I wonder why my favorite pieces aren't even accepted anywhere (RV 415, inauthentic but just OMG) but pieces that seem strange like Lalo are so widely accepted.


----------



## qfcbv (Jan 22, 2021)




----------



## qfcbv (Jan 22, 2021)

KenOC said:


> Ah...this!


Sheer traumatizing and emphasis makes this concerto good


----------



## qfcbv (Jan 22, 2021)

No one has answered my question yet; why/how are romantic pieces good?

The 'king' and 'queen (Dvorak concerto and Elgar concerto) are obvious, but the minor good pieces are baffling to me.


----------



## joen_cph (Jan 17, 2010)

Do you want a technical analysis then?


----------



## Rogerx (Apr 27, 2018)

qfcbv said:


> No one has answered my question yet; why/how are romantic pieces good?
> 
> The 'king' and 'queen (Dvorak concerto and Elgar concerto) are obvious, but the minor good pieces are baffling to me.


Have you read this forum? Plenty of poll. games you can find your answer.


----------



## Nereffid (Feb 6, 2013)

qfcbv said:


> No one has answered my question yet; why/how are romantic pieces good?


I don't think anyone _can_ answer this question. It ultimately comes down to personal taste. I don't think we need another discussion about objectivity vs subjectivity. Isn't it enough to know that other people quite clearly enjoy them, even if you don't?

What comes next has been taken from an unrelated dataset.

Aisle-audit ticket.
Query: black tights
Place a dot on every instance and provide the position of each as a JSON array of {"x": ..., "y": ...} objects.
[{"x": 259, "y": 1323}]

Let me ask you: What kind of explanation would persuade you that these pieces are good?


----------



## SanAntone (May 10, 2020)

qfcbv said:


> Most of the favorite cello pieces (99% all romantic) make no sense at all to me.
> For me,
> 
> 
> ...


Have you never heard the expression "beauty is in the eye of the beholder?" If these romantic works are popular it is because a large number of people find them beautiful.


----------